Milo’s stomach sank. Something few people called out, but something commonly acknowledged was that The Inevitable Future worked to make the world brighter one life at a time, so if you didn’t make the cut, you didn’t matter.
Milo worried too many others saw it that way too.
In truth, every lost life represented a failure, one he’d never found a way to prevent.
“Ask around, Cassidy.” Milo’s smile vanished, and his face soured into something stern. “Unless you’ve finally reached the end of your usefulness.”
“I’ll find out where she was.” Cassidy tugged Milo’s tie, adjusting and tightening it too much. “Here’s some free advice for you, though—don’t fuck with demons. They don’t stay in big cities long. Let them enjoy their visit and move on.”

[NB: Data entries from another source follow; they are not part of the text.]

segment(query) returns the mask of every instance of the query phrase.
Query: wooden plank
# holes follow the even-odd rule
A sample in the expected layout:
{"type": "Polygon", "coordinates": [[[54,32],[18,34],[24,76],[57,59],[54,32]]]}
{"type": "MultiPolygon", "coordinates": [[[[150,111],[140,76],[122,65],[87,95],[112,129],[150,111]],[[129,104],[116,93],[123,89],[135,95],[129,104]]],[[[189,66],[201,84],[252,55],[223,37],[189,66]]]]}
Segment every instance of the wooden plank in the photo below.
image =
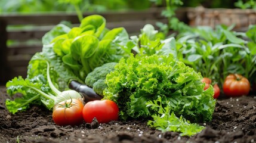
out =
{"type": "MultiPolygon", "coordinates": [[[[162,17],[161,13],[162,8],[152,8],[143,11],[129,11],[107,13],[87,13],[84,17],[92,14],[100,14],[103,15],[107,22],[133,21],[138,20],[157,19],[162,17]]],[[[69,21],[72,23],[79,23],[76,13],[38,13],[18,15],[7,14],[0,16],[0,19],[5,20],[8,25],[17,24],[57,24],[61,21],[69,21]]]]}
{"type": "Polygon", "coordinates": [[[18,45],[10,46],[8,48],[8,55],[33,55],[35,53],[42,51],[42,45],[18,45]]]}
{"type": "Polygon", "coordinates": [[[7,63],[7,32],[6,30],[7,23],[0,19],[0,85],[5,85],[8,79],[7,73],[8,69],[7,63]]]}
{"type": "Polygon", "coordinates": [[[32,55],[18,55],[8,56],[7,62],[10,67],[27,66],[32,55]]]}
{"type": "MultiPolygon", "coordinates": [[[[157,21],[161,21],[167,23],[167,19],[149,19],[145,20],[127,21],[117,21],[109,22],[106,23],[106,27],[109,29],[124,27],[127,30],[127,32],[134,33],[140,32],[140,29],[146,24],[152,24],[155,26],[157,21]]],[[[47,27],[35,26],[29,29],[14,29],[10,30],[8,32],[8,39],[25,41],[28,39],[41,39],[42,36],[48,31],[50,31],[54,26],[47,27]]]]}
{"type": "Polygon", "coordinates": [[[42,36],[50,31],[54,26],[47,27],[34,26],[29,29],[21,28],[20,29],[9,30],[8,38],[10,40],[25,41],[28,39],[42,39],[42,36]]]}
{"type": "Polygon", "coordinates": [[[19,76],[22,76],[23,78],[26,78],[27,76],[27,67],[26,66],[23,67],[15,67],[11,69],[11,72],[10,73],[10,79],[11,80],[15,77],[19,76]]]}

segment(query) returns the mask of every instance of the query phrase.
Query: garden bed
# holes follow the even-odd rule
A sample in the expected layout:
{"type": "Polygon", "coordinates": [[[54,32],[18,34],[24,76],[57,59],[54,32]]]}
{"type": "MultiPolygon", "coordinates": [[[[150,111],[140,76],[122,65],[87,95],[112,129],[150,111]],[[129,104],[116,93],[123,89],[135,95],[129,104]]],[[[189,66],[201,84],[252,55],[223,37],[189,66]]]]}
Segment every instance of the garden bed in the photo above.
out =
{"type": "Polygon", "coordinates": [[[111,122],[79,126],[59,126],[51,111],[32,107],[27,111],[10,113],[5,107],[9,98],[5,87],[0,88],[0,141],[1,142],[256,142],[256,97],[227,98],[216,103],[211,122],[192,136],[161,131],[147,126],[147,120],[111,122]]]}

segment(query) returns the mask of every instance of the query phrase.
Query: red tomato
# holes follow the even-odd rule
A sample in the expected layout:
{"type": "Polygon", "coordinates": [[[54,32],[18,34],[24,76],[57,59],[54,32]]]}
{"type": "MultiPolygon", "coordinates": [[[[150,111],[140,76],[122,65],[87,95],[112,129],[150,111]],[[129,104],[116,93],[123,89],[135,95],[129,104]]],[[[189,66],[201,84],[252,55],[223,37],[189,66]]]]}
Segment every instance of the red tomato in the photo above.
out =
{"type": "Polygon", "coordinates": [[[250,83],[248,80],[239,74],[227,76],[223,84],[223,92],[230,97],[246,95],[250,91],[250,83]]]}
{"type": "Polygon", "coordinates": [[[106,123],[118,120],[119,109],[118,105],[109,100],[88,102],[84,107],[83,116],[87,123],[91,123],[96,117],[99,123],[106,123]]]}
{"type": "Polygon", "coordinates": [[[82,123],[84,104],[76,99],[67,100],[55,105],[53,108],[53,119],[60,126],[78,125],[82,123]]]}
{"type": "Polygon", "coordinates": [[[218,97],[220,96],[220,90],[217,84],[215,84],[214,85],[214,99],[218,98],[218,97]]]}

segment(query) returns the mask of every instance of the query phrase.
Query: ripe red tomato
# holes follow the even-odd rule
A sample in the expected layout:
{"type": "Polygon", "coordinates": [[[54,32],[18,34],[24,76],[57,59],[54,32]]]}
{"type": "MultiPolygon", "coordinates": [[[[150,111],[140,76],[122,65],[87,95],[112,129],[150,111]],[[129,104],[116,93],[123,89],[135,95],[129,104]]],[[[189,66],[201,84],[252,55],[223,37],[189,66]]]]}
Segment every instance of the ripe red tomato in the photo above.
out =
{"type": "Polygon", "coordinates": [[[214,98],[217,99],[220,96],[220,88],[218,87],[217,84],[215,84],[214,85],[214,98]]]}
{"type": "Polygon", "coordinates": [[[96,117],[99,123],[118,120],[119,109],[118,105],[109,100],[88,102],[84,107],[83,116],[87,123],[91,123],[96,117]]]}
{"type": "Polygon", "coordinates": [[[62,101],[54,106],[53,119],[55,123],[60,126],[78,125],[84,121],[83,108],[84,104],[79,100],[70,99],[62,101]]]}
{"type": "Polygon", "coordinates": [[[223,84],[224,94],[230,97],[246,95],[249,94],[250,88],[248,80],[239,74],[229,74],[223,84]]]}

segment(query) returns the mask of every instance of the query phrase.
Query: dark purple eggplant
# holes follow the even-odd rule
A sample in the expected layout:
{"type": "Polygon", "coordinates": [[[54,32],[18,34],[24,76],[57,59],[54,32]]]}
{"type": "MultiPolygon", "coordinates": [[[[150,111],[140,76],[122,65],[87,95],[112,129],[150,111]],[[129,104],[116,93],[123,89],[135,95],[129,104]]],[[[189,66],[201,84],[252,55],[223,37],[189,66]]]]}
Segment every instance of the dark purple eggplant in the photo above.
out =
{"type": "Polygon", "coordinates": [[[71,81],[69,86],[70,89],[75,90],[82,95],[86,102],[94,100],[100,100],[103,98],[103,97],[96,94],[92,88],[78,81],[71,81]]]}

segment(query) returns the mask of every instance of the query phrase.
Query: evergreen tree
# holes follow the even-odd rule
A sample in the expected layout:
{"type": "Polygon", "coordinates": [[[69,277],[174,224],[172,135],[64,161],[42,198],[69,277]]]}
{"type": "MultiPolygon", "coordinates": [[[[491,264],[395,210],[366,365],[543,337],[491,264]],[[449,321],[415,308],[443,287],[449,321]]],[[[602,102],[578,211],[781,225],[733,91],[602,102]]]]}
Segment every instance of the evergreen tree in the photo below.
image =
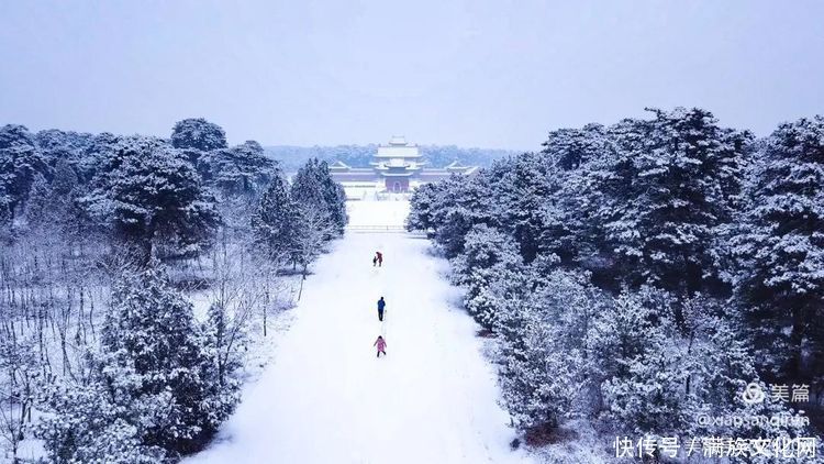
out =
{"type": "Polygon", "coordinates": [[[214,150],[198,162],[203,179],[226,195],[254,195],[278,175],[277,163],[255,141],[214,150]]]}
{"type": "Polygon", "coordinates": [[[119,142],[93,186],[85,205],[115,237],[136,246],[143,262],[153,254],[198,253],[218,223],[213,200],[198,174],[178,151],[157,139],[119,142]]]}
{"type": "MultiPolygon", "coordinates": [[[[715,228],[728,222],[748,135],[720,128],[708,111],[655,110],[655,119],[611,129],[615,151],[597,211],[622,279],[694,292],[717,275],[715,228]]],[[[598,178],[593,179],[598,180],[598,178]]]]}
{"type": "Polygon", "coordinates": [[[824,117],[781,124],[756,156],[731,246],[736,296],[772,378],[824,378],[824,117]]]}
{"type": "Polygon", "coordinates": [[[171,130],[171,146],[200,152],[225,148],[226,133],[223,128],[203,118],[185,119],[175,123],[171,130]]]}
{"type": "Polygon", "coordinates": [[[454,280],[467,286],[465,306],[485,328],[491,330],[498,318],[498,308],[489,301],[490,285],[511,277],[521,264],[515,242],[498,230],[479,224],[466,235],[464,253],[453,261],[454,280]]]}
{"type": "Polygon", "coordinates": [[[296,256],[299,222],[299,208],[292,201],[286,181],[280,176],[274,177],[252,217],[256,240],[267,247],[271,256],[288,256],[297,262],[300,259],[296,256]]]}
{"type": "Polygon", "coordinates": [[[23,125],[0,128],[0,205],[11,218],[29,199],[37,176],[51,178],[51,169],[23,125]]]}
{"type": "Polygon", "coordinates": [[[332,179],[326,162],[312,158],[298,169],[291,197],[302,208],[320,212],[323,223],[329,225],[327,240],[343,234],[348,222],[346,195],[343,187],[332,179]]]}

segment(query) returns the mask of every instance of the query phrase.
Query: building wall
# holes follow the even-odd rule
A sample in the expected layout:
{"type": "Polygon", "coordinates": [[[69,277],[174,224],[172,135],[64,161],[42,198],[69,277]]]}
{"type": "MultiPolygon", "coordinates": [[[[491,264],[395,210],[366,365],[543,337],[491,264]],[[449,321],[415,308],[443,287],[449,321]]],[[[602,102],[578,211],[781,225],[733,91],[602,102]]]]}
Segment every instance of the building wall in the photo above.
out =
{"type": "Polygon", "coordinates": [[[409,177],[387,177],[385,186],[388,191],[409,191],[409,177]]]}

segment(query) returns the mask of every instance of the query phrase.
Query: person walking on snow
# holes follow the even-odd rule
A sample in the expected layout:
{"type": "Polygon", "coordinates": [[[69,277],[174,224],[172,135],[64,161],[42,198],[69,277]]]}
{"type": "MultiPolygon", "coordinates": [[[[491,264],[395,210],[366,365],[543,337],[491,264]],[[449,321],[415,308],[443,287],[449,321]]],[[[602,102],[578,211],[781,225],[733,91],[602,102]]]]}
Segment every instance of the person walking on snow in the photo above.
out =
{"type": "Polygon", "coordinates": [[[382,336],[378,335],[378,340],[372,343],[372,346],[378,347],[378,357],[380,357],[380,353],[383,353],[383,356],[387,355],[387,342],[382,336]]]}
{"type": "Polygon", "coordinates": [[[378,320],[383,321],[383,308],[387,307],[387,302],[383,301],[383,297],[378,300],[378,320]]]}

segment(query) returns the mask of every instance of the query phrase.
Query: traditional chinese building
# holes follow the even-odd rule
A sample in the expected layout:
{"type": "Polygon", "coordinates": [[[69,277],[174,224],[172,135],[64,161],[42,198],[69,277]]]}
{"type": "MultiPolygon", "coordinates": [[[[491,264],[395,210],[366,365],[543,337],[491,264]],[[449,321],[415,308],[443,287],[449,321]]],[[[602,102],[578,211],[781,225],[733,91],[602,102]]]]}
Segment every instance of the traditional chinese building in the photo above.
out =
{"type": "Polygon", "coordinates": [[[388,192],[408,192],[421,184],[445,179],[453,174],[468,175],[477,167],[463,166],[457,162],[443,168],[430,168],[423,161],[416,144],[405,137],[392,136],[387,144],[378,145],[371,167],[350,167],[342,162],[330,165],[332,178],[347,189],[375,189],[388,192]]]}

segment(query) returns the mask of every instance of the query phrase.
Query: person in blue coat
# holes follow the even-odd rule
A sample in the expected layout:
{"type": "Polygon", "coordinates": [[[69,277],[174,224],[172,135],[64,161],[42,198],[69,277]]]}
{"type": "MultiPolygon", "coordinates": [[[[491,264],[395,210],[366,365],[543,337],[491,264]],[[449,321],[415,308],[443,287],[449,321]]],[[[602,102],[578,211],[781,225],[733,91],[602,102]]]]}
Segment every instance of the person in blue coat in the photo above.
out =
{"type": "Polygon", "coordinates": [[[387,302],[383,301],[383,297],[378,300],[378,320],[383,321],[383,308],[387,307],[387,302]]]}

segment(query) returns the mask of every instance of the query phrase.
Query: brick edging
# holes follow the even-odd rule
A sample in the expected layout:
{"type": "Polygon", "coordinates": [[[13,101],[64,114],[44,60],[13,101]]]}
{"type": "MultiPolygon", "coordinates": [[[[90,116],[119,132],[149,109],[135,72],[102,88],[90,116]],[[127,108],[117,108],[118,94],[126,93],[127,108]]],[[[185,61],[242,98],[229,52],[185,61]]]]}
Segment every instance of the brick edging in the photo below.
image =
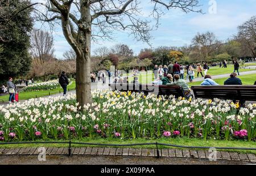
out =
{"type": "MultiPolygon", "coordinates": [[[[17,148],[0,148],[0,155],[38,154],[39,147],[24,147],[17,148]]],[[[47,154],[67,154],[68,148],[46,147],[47,154]]],[[[162,149],[159,149],[159,155],[164,157],[183,157],[199,159],[208,158],[208,151],[162,149]]],[[[71,149],[73,155],[105,155],[156,157],[156,149],[110,148],[110,147],[73,147],[71,149]]],[[[256,156],[253,153],[240,153],[227,151],[217,151],[217,159],[249,161],[256,162],[256,156]]]]}

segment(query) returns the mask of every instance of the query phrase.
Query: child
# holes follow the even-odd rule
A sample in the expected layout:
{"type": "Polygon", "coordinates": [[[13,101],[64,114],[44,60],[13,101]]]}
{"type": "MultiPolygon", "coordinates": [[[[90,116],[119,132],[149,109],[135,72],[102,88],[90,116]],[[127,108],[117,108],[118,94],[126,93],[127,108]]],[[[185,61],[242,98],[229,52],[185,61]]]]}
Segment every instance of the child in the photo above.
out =
{"type": "Polygon", "coordinates": [[[188,79],[189,79],[189,81],[192,82],[192,72],[191,71],[191,70],[190,69],[190,68],[188,68],[188,79]]]}
{"type": "Polygon", "coordinates": [[[195,76],[195,71],[193,70],[192,71],[192,80],[194,79],[195,76]]]}
{"type": "Polygon", "coordinates": [[[183,67],[180,67],[180,76],[181,79],[184,79],[184,69],[183,67]]]}

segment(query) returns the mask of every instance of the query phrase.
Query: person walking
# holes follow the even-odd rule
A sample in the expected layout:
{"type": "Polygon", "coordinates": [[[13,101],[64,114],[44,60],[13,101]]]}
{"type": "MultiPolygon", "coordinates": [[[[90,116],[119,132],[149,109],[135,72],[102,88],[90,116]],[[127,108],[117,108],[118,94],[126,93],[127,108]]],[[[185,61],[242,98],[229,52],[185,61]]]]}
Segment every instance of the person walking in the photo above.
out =
{"type": "Polygon", "coordinates": [[[238,75],[240,75],[240,74],[239,74],[238,69],[239,69],[239,63],[237,62],[237,61],[235,61],[234,63],[234,72],[236,72],[236,70],[237,71],[237,73],[238,74],[238,75]]]}
{"type": "Polygon", "coordinates": [[[180,77],[181,79],[184,79],[184,68],[183,67],[181,66],[180,72],[180,77]]]}
{"type": "Polygon", "coordinates": [[[163,76],[164,71],[163,69],[163,68],[162,67],[162,65],[160,65],[159,66],[159,68],[158,68],[158,75],[159,76],[159,78],[161,79],[162,78],[163,76]]]}
{"type": "Polygon", "coordinates": [[[98,77],[98,81],[100,82],[101,80],[101,72],[100,71],[97,74],[97,77],[98,77]]]}
{"type": "Polygon", "coordinates": [[[164,76],[166,77],[167,76],[168,74],[168,68],[167,68],[167,65],[164,65],[164,67],[163,67],[163,70],[164,70],[164,76]]]}
{"type": "Polygon", "coordinates": [[[173,66],[172,71],[174,71],[174,74],[175,74],[175,75],[180,75],[180,66],[177,63],[177,61],[175,61],[174,62],[174,66],[173,66]]]}
{"type": "Polygon", "coordinates": [[[172,77],[174,77],[174,65],[171,61],[170,62],[170,64],[168,66],[168,73],[172,75],[172,77]]]}
{"type": "Polygon", "coordinates": [[[155,67],[153,69],[153,72],[154,72],[154,78],[155,80],[158,79],[158,65],[155,65],[155,67]]]}
{"type": "Polygon", "coordinates": [[[7,82],[6,85],[8,89],[8,92],[9,92],[9,103],[11,103],[11,101],[15,102],[15,85],[13,82],[13,78],[10,77],[9,80],[7,82]]]}
{"type": "Polygon", "coordinates": [[[60,78],[59,78],[59,83],[60,83],[60,86],[63,89],[63,96],[65,97],[67,94],[67,87],[69,84],[69,81],[66,73],[64,71],[61,72],[60,78]]]}
{"type": "Polygon", "coordinates": [[[207,65],[207,64],[205,62],[204,62],[204,66],[203,66],[203,68],[204,68],[204,75],[207,75],[207,72],[208,71],[208,70],[209,69],[209,68],[208,66],[207,65]]]}
{"type": "Polygon", "coordinates": [[[199,76],[199,73],[201,74],[201,75],[202,76],[202,77],[204,77],[204,76],[203,76],[203,68],[202,66],[201,66],[201,64],[200,64],[199,63],[197,63],[197,67],[196,67],[196,70],[197,71],[197,77],[199,76]]]}

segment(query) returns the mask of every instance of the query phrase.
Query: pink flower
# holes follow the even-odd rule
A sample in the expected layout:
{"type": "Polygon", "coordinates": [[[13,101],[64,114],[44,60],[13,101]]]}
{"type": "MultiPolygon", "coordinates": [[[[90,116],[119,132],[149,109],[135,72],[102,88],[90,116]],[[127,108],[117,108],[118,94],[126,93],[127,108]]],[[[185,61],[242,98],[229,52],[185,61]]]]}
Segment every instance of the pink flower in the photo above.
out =
{"type": "Polygon", "coordinates": [[[36,132],[35,132],[35,135],[36,136],[41,136],[42,132],[40,132],[40,131],[36,131],[36,132]]]}
{"type": "Polygon", "coordinates": [[[177,136],[179,135],[180,132],[179,131],[174,131],[174,135],[177,136]]]}
{"type": "Polygon", "coordinates": [[[107,124],[107,123],[104,123],[104,125],[103,126],[104,127],[104,129],[108,128],[108,127],[110,126],[110,125],[109,124],[107,124]]]}
{"type": "Polygon", "coordinates": [[[61,131],[62,129],[63,129],[63,128],[61,127],[58,127],[57,128],[57,130],[58,131],[61,131]]]}
{"type": "Polygon", "coordinates": [[[69,130],[71,131],[76,131],[76,130],[75,129],[75,127],[69,127],[69,130]]]}
{"type": "Polygon", "coordinates": [[[247,136],[246,130],[241,130],[240,131],[236,131],[234,132],[234,135],[240,138],[243,138],[247,136]]]}
{"type": "Polygon", "coordinates": [[[191,128],[194,128],[194,124],[193,123],[193,122],[191,122],[191,123],[188,123],[188,126],[191,128]]]}
{"type": "Polygon", "coordinates": [[[121,134],[119,132],[115,132],[115,137],[118,137],[118,136],[121,136],[121,134]]]}
{"type": "Polygon", "coordinates": [[[167,122],[167,125],[168,126],[172,126],[172,124],[171,122],[167,122]]]}
{"type": "Polygon", "coordinates": [[[98,125],[96,124],[96,125],[94,125],[94,126],[93,127],[93,128],[98,129],[98,125]]]}
{"type": "Polygon", "coordinates": [[[16,134],[14,132],[10,132],[9,133],[9,136],[12,138],[14,138],[16,136],[16,134]]]}
{"type": "Polygon", "coordinates": [[[166,136],[166,137],[170,136],[171,136],[171,132],[170,132],[170,131],[164,131],[164,132],[163,133],[163,135],[164,136],[166,136]]]}

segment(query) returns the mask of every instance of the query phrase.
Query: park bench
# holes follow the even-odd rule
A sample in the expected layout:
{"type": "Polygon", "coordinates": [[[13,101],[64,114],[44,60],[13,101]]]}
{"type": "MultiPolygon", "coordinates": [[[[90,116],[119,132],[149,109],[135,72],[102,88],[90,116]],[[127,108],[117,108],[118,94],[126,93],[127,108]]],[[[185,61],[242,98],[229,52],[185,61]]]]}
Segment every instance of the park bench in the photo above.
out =
{"type": "Polygon", "coordinates": [[[121,92],[142,92],[145,95],[154,93],[158,96],[174,95],[175,97],[185,97],[183,89],[179,86],[170,86],[156,84],[109,84],[113,91],[121,92]]]}
{"type": "Polygon", "coordinates": [[[191,89],[196,98],[239,101],[241,106],[245,101],[256,101],[256,85],[192,86],[191,89]]]}

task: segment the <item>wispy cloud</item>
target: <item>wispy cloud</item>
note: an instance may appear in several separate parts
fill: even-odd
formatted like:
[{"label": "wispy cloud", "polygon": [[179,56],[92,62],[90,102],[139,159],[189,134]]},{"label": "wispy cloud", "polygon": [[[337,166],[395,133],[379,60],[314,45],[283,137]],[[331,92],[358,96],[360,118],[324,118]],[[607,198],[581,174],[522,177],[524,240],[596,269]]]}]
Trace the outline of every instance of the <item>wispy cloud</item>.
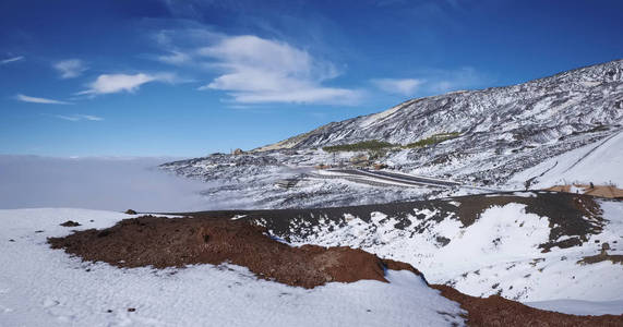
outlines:
[{"label": "wispy cloud", "polygon": [[491,78],[470,66],[456,70],[428,69],[418,72],[417,78],[371,80],[379,89],[406,96],[435,95],[447,92],[481,87]]},{"label": "wispy cloud", "polygon": [[92,116],[92,114],[81,114],[81,113],[75,113],[75,114],[69,114],[69,116],[64,116],[64,114],[56,114],[56,118],[62,119],[62,120],[68,120],[68,121],[81,121],[81,120],[87,120],[87,121],[103,121],[104,118],[98,117],[98,116]]},{"label": "wispy cloud", "polygon": [[24,60],[24,56],[19,56],[19,57],[13,57],[13,58],[0,60],[0,64],[7,64],[7,63],[20,61],[20,60]]},{"label": "wispy cloud", "polygon": [[418,87],[424,83],[424,81],[416,78],[376,78],[371,82],[383,92],[406,96],[414,95]]},{"label": "wispy cloud", "polygon": [[61,78],[74,78],[87,70],[80,59],[68,59],[56,62],[53,68],[61,74]]},{"label": "wispy cloud", "polygon": [[159,74],[103,74],[88,85],[88,89],[77,93],[77,95],[103,95],[120,92],[133,93],[141,85],[151,82],[176,83],[179,78],[171,73]]},{"label": "wispy cloud", "polygon": [[[326,86],[326,81],[340,75],[339,70],[332,62],[314,58],[285,41],[201,31],[191,31],[191,34],[193,41],[203,39],[207,46],[202,47],[200,40],[194,48],[176,49],[158,60],[217,72],[200,90],[224,90],[237,104],[354,105],[362,97],[358,89]],[[158,43],[175,48],[173,33],[160,33],[157,37]]]},{"label": "wispy cloud", "polygon": [[31,102],[31,104],[43,104],[43,105],[71,105],[71,102],[48,99],[48,98],[38,98],[38,97],[31,97],[27,95],[19,94],[15,96],[15,99],[22,102]]},{"label": "wispy cloud", "polygon": [[168,55],[158,56],[157,60],[169,64],[183,64],[191,62],[192,58],[180,51],[171,51]]}]

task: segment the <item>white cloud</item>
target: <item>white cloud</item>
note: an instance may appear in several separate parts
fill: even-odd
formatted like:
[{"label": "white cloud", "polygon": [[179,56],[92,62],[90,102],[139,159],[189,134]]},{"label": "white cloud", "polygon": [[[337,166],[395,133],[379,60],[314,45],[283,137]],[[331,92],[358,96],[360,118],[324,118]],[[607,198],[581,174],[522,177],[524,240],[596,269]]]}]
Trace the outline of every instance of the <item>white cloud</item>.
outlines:
[{"label": "white cloud", "polygon": [[103,121],[104,120],[104,118],[101,118],[101,117],[92,116],[92,114],[80,114],[80,113],[70,114],[70,116],[57,114],[55,117],[62,119],[62,120],[69,120],[69,121],[81,121],[81,120]]},{"label": "white cloud", "polygon": [[372,83],[380,89],[402,95],[412,95],[423,83],[423,80],[416,78],[378,78]]},{"label": "white cloud", "polygon": [[[324,85],[325,81],[339,75],[335,65],[287,43],[253,35],[201,35],[209,46],[159,57],[164,62],[192,63],[216,71],[218,75],[201,86],[201,90],[224,90],[239,104],[351,105],[362,96],[360,90]],[[171,43],[169,33],[169,47]]]},{"label": "white cloud", "polygon": [[24,59],[24,56],[8,58],[8,59],[0,60],[0,64],[7,64],[7,63],[11,63],[11,62],[15,62],[15,61],[23,60],[23,59]]},{"label": "white cloud", "polygon": [[180,51],[171,51],[169,55],[158,56],[157,59],[169,64],[183,64],[192,61],[192,58]]},{"label": "white cloud", "polygon": [[175,74],[159,73],[159,74],[145,74],[137,73],[130,74],[103,74],[88,85],[88,89],[77,93],[79,95],[103,95],[110,93],[129,92],[133,93],[141,87],[141,85],[151,82],[165,82],[176,83],[179,82]]},{"label": "white cloud", "polygon": [[55,63],[53,68],[61,74],[61,78],[77,77],[87,70],[80,59],[62,60]]},{"label": "white cloud", "polygon": [[470,66],[456,70],[428,69],[420,71],[417,75],[418,78],[379,78],[371,80],[371,82],[381,90],[406,96],[438,95],[481,87],[491,82],[490,77]]},{"label": "white cloud", "polygon": [[37,98],[37,97],[29,97],[23,94],[19,94],[15,96],[15,99],[22,102],[32,102],[32,104],[44,104],[44,105],[71,105],[71,102],[55,100],[55,99],[47,99],[47,98]]}]

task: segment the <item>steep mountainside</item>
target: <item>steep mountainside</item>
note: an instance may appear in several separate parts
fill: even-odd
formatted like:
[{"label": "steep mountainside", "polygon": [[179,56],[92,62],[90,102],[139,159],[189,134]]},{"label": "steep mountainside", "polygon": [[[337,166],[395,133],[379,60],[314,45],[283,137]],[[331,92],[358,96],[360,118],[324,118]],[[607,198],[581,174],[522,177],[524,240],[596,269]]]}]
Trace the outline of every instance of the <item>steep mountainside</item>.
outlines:
[{"label": "steep mountainside", "polygon": [[[212,155],[161,168],[214,183],[214,192],[206,192],[214,199],[226,190],[228,198],[251,199],[248,207],[254,208],[423,199],[475,193],[472,186],[547,187],[548,181],[560,180],[562,172],[554,169],[541,178],[539,174],[556,161],[559,168],[566,161],[573,165],[583,156],[576,158],[584,152],[579,148],[590,150],[607,140],[619,140],[614,135],[623,131],[622,119],[623,60],[618,60],[514,86],[414,99],[239,156]],[[378,141],[367,143],[376,147],[352,146],[362,141]],[[325,150],[335,145],[347,146]],[[583,160],[573,171],[565,170],[564,179],[619,183],[618,157],[603,153],[591,152],[591,159]],[[561,157],[567,154],[571,157]],[[369,159],[368,165],[385,164],[394,171],[450,179],[466,187],[450,193],[422,187],[359,187],[350,181],[310,173],[316,165],[348,166],[361,157]],[[539,166],[542,162],[547,167]],[[598,177],[595,162],[602,167]],[[530,170],[536,166],[538,170]],[[295,177],[302,181],[296,187],[272,187],[279,179]]]},{"label": "steep mountainside", "polygon": [[[438,133],[470,141],[547,143],[623,117],[623,60],[507,87],[412,99],[386,111],[333,122],[256,150],[381,140],[408,144]],[[469,145],[470,142],[466,142]],[[472,143],[471,147],[477,144]]]}]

“They don’t stay long because enchanters like me banish them back to the Hell plains they crawled out of.” Milo leaned in close to Cassidy’s ear. “Now, if you don’t mind, I have a late-night date.”
“You could do better.”
“So could he.” Milo strolled out of the club, dwelling on how he hadn’t contacted me because he prioritized the case, which didn’t get him far.
Taking in a deep breath of cold air, Milo contemplated going home instead of surprising me, worried I’d be more annoyed than entertained. Part of him wanted to put off stopping by until the weekend. No. I clawed my way up from the couch and grabbed my phone, texting him .
Short. Simple. Eager. Something to say I had to see him. Now. Somehow, I needed to explain how my telepathy swelled, explain how I’d tracked his case alongside him, invaded his thoughts from halfway across the city.
Milo’s blood rushed, and his face heated, giddy and already compartmentalizing his career and his desires because he believed tonight would be blissful. Unfortunately, I’d have to burst that bubble when he showed.
Explaining my damn telepathy problems was going to ruin everything between us.